23. In de zaak met zaaknummer UTR 21/1847 heeft verweerder eiser bij brief van 22 oktober 2020 verzocht om nadere gegevens over te leggen, waaronder de afwijzing van de verzoeken om ontheffing van de betaling van het griffierecht en een volledig ingevuld aanvraagformulier. Eiser heeft niet gereageerd op deze brief, waarna verweerder de aanvraag niet in behandeling heeft genomen. De rechtbank stelt vast dat eiser niet de gevraagde gegevens/informatie heeft overgelegd, terwijl dit essentieel is om deze aanvraag te kunnen beoordelen. In bezwaar heeft eiser niet alsnog de benodigde gegevens overgelegd, zodat verweerder naar het oordeel van de rechtbank terecht het bezwaar ongegrond heeft verklaard.
24. In de zaak met zaaknummer UTR 21/3659 heeft eiser verzocht om toekenning van een voorlopige voorziening in negen zaken waarin de aanvragen om bijzondere bijstand voor kosten van griffierecht niet in behandeling zijn genomen, omdat eiser niet alle gevraagde gegevens heeft overgelegd. De rechtbank overweegt dat in de zaken waar het gaat om aanvragen die hebben geleid tot een besluit van 16 juli 2021, waartegen op 24 augustus 2021 bezwaar is gemaakt, bijzondere bijstand voor de kosten van griffierecht is gevraagd voor zaken waarin door de rechtbank op 7 oktober 2021 vrijstelling is verleend.
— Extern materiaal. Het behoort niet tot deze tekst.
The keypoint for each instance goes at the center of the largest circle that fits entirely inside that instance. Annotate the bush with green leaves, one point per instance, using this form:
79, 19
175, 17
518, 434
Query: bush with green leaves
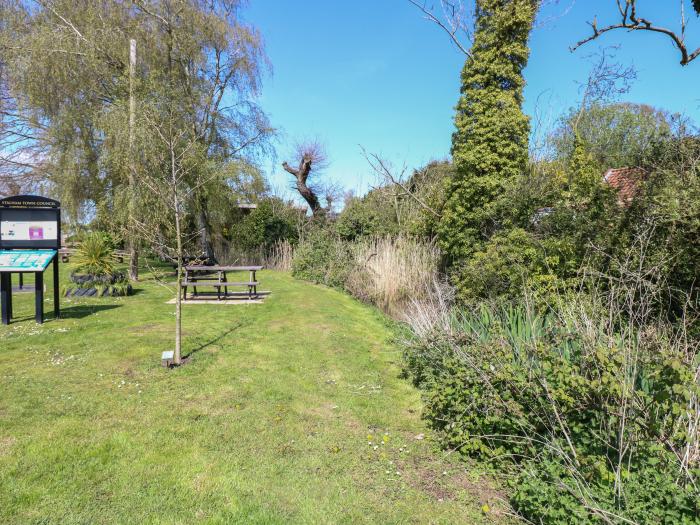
265, 225
95, 255
322, 257
94, 271
591, 406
Het bezwaar van 24 augustus 2021 heeft reeds daarom geen redelijke kans van slagen.
Over het bezwaar van 30 augustus 2021 tegen de besluiten van 28 augustus 2021 overweegt de rechtbank als volgt. In één van de onderliggende zaken is door de rechtbank op 7 oktober 2021 vrijstelling verleend, zodat in die zaak het bezwaar geen redelijke kans van slagen heeft. In de andere zaken heeft eiser tot op heden niet alle informatie overgelegd die relevant is voor de beoordeling van de aanvraag, zodat de rechtbank ook in die zaken voorlopig van oordeel is dat het bezwaar tegen die besluiten geen redelijke kans van slagen heeft.
25. Concluderend komt de rechtbank in al deze zaken tot het oordeel dat verweerder de aanvragen terecht heeft afgewezen, dan wel niet in behandeling heeft genomen.
25. De beroepen met zaaknummers UTR 20/3926, UTR 21/3470, UTR 21/3472, UTR 21/3473, UTR 21/1847, UTR 21/1949 zijn daarom ongegrond en het verzoek om een voorlopige voorziening met zaaknummer UTR 21/3659 wordt afgewezen. Voor een proceskostenveroordeling bestaat geen aanleiding.